On Saturday, it seems, Lucky Charm was riding his motorbike through the mountains with one of his male friends. In the course of conversation, Lucky Charm learned that his friend was also smitten with P, and intended to pursue her. 

Lucky Charm is notorious for his explosive bursts of aggression. Quite possibly as a result of the ensuing argument, Lucky Charm crashed his bike and found himself in the local hospital with a broken leg. His friend, it seems, escaped relatively unscathed. 

P and I were both underwhelmed with grief on hearing the news, and high-fived our way through our utter lack of sorrow. 

Lucky Charm has effectively rendered himself harmless, at least for the moment.

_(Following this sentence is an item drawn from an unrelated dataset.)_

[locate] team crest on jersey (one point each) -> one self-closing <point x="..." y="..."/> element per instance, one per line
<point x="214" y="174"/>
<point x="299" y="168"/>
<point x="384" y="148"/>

Without a physical presence, his madness is no longer frightening, but almost comical. 

In a less fortunate turn of events, Lucky Charm has succeeded in getting P’s phone number from one of her friends, and has been calling with the frequency one might expect from an obsessive. 

At first we let it ring, then I picked up a few times. For a while my foreign, male voice had the desired effect of scaring him off, and he’d hang up immediately. At last he mustered the courage to ask me if I was P’s boyfriend.  

‘P doesn’t have a boyfriend. I’m her friend. You’re not, and she doesn’t want to talk to you.’ 


Eventually P began answering the phone by herself, and so the hilarity began. 

‘Of course I’ll marry you,’ she told him. ‘When roosters lay eggs.’ 

P, who has not been interested to take this matter to the police, goes on to tell Lucky Charm about her entirely fictional ‘little policeman boyfriend’. 

‘Shut up your mouth,’ says P. ‘Your leg’s broken enough. If you follow me I’ll carry the big knife and cut your leg off.’

P and I have been listening to a lot of Hmong music lately – particularly one song, to which we occasionally improvise our own verses about Lucky Charm. P decided to sing a few lines to the young man himself over the phone.

Oh whoa whoa yeah yeah

I want to see you die for sure

When you die just let me buy your chickens

Oh whoa whoa yeah yeah… 

That little number stopped him calling for a full day.

When it seemed the situation couldn’t get any more absurd, Lucky Charm’s mother called, saying her little boy was at home crying all day and wouldn’t eat a thing. She, too, has decided that the only solution is for Lucky Charm to marry P. 

‘Me, I never see people stupid like this,’ says P. 

P’s own mother is worried that Lucky Charm’s family and friends could abduct her in the street at any time. P, however, refuses to back down, and will fight to the end for her freedom. 

‘If people take me go, I just kill myself,’ she says.

This time, it seems, she’s serious.

My first four weeks here in town have been anything but dull, with P’s escape, disappearance and ultimate return from China, a fantastic road trip and now a stuck-at-home stalker threatening abduction. We’ll all just have to wait and see what lies in store for my final four weeks here.